Defendants proffer a number of arguments for dismissal of this claim against the Doe Defendants, all of which are unavailing. First, they argue that Plaintiff's allegations are "facially implausible" and should be disregarded as frivolous. (City Mem. 5.) While it may be implausible that events unfolded in exactly the same way on April 15 and April 22, 2015, "a complaint cannot be dismissed simply because the court finds the allegations to be improbable or unlikely," and I do not find plaintiff's allegations to "rise to the level of the irrational or the wholly incredible," as required for a finding of factual frivolousness. Denton v. Hernandez, 504 U.S. 25, 32-33 (1992).

Next, Defendants argue that correction officers would only have boarded the bus in gas masks with MK9 "in response to information that one of the inmates obtained contraband;" therefore, "it is by no means 'clear that there was no possibility that [plaintiff] could have obtained and concealed contraband.'" (City Mem. 11) (emphasis in original)). This argument asks that I assume facts that are not alleged in the complaint and to draw inferences against Plaintiff, neither of which is permissible at the motion to dismiss stage.

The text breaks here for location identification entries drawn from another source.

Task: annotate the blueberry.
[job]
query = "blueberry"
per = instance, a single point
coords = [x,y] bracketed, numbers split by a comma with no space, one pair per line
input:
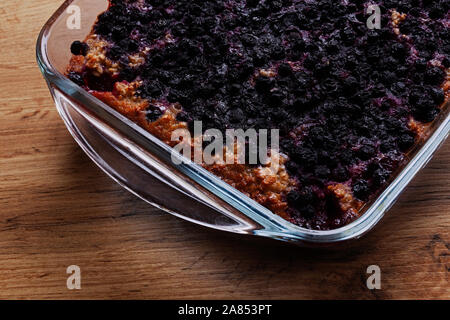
[79,48]
[361,189]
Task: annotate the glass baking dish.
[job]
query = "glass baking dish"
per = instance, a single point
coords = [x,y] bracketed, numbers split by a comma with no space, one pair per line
[142,164]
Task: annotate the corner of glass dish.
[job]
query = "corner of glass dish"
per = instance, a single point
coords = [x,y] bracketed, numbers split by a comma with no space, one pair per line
[78,109]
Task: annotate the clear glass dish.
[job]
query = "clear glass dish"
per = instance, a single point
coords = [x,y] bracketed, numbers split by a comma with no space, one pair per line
[142,164]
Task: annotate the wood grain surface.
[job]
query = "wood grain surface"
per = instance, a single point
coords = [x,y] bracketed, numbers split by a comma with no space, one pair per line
[58,209]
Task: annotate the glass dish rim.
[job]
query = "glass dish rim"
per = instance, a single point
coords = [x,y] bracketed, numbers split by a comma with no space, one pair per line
[275,225]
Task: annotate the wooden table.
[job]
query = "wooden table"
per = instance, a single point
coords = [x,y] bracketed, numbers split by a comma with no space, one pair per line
[58,209]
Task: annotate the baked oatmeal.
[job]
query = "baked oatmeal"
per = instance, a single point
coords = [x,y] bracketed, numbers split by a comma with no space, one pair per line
[350,102]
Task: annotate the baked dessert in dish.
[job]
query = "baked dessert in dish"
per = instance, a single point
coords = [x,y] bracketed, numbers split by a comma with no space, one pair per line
[350,102]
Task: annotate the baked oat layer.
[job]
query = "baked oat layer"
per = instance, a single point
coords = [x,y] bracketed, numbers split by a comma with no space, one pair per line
[350,102]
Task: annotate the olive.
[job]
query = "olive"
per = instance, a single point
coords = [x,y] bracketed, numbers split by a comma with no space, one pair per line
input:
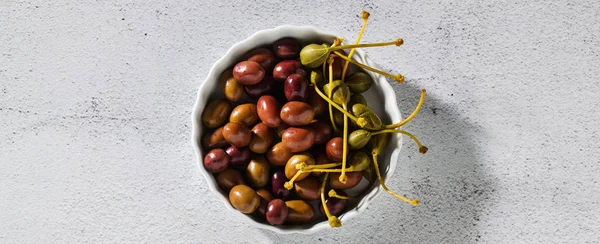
[239,156]
[295,88]
[285,68]
[257,171]
[214,139]
[353,180]
[236,134]
[277,181]
[248,72]
[261,88]
[286,48]
[308,189]
[334,149]
[298,139]
[232,89]
[216,112]
[244,113]
[322,131]
[279,154]
[229,178]
[268,110]
[335,205]
[290,166]
[296,113]
[216,160]
[277,212]
[244,199]
[262,56]
[299,212]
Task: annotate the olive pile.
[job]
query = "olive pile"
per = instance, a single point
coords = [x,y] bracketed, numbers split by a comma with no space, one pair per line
[278,138]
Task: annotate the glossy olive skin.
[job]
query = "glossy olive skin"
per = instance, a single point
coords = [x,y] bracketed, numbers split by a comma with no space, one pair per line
[287,48]
[257,171]
[239,156]
[308,189]
[229,178]
[214,139]
[298,139]
[277,180]
[263,87]
[268,110]
[296,113]
[295,88]
[335,205]
[334,149]
[244,199]
[285,68]
[353,179]
[236,134]
[277,212]
[216,112]
[263,56]
[299,212]
[244,113]
[248,72]
[290,166]
[279,154]
[216,160]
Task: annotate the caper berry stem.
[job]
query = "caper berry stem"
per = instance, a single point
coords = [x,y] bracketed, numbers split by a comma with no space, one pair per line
[397,77]
[414,113]
[413,202]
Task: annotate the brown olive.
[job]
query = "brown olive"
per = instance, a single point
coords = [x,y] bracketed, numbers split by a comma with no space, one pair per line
[214,139]
[236,134]
[232,89]
[353,180]
[279,154]
[216,112]
[244,199]
[268,109]
[298,139]
[308,189]
[262,137]
[244,113]
[216,160]
[229,178]
[290,166]
[334,149]
[257,171]
[299,212]
[297,113]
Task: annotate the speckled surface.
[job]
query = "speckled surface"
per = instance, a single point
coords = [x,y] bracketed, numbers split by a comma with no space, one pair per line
[95,103]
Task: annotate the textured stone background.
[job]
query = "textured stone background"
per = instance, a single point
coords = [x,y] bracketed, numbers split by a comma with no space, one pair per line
[95,103]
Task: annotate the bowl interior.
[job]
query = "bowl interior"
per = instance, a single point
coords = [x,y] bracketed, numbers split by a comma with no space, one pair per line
[380,97]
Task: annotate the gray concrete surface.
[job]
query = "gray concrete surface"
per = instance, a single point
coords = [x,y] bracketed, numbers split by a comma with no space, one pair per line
[95,101]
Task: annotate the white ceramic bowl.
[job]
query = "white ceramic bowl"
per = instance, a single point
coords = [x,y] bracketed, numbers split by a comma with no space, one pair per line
[380,97]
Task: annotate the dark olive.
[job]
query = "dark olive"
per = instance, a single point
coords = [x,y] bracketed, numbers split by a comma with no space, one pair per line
[239,156]
[236,134]
[216,112]
[244,113]
[216,160]
[285,68]
[295,88]
[244,199]
[296,113]
[229,178]
[298,139]
[299,212]
[248,72]
[279,154]
[268,109]
[286,48]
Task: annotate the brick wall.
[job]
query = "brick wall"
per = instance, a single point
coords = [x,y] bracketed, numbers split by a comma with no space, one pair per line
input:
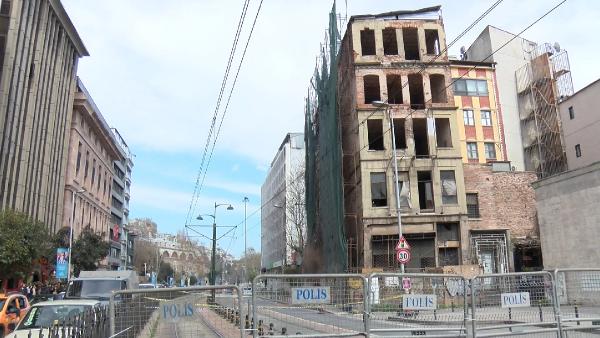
[506,201]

Third, Defendants argue that Plaintiff's claim against the Doe Defendants should be dismissed because he has failed to name them. But courts routinely resist dismissing suits against the John Doe defendants "until the plaintiff has had some opportunity for discovery to learn the identities of responsible officials." Davis v. Kelly, 160 F.3d 917, 921 (2d Cir. 1998). Plaintiff's interest in conducting discovery is particularly pronounced here, where he is incarcerated and has little to no ability to determine the identities of the Doe officers on his own. Therefore, I decline to dismiss his claims against the Doe Defendants at this point on this ground; however, Plaintiff will ultimately be required to identify each defendant by name, so that they may be served and provided the opportunity to defend themselves. See Regeda v. City of New York, No. 09-CV-5427 (KAM)(VVP), 2012 WL 7157703, *8 (E.D.N.Y. Sept. 7, 2012).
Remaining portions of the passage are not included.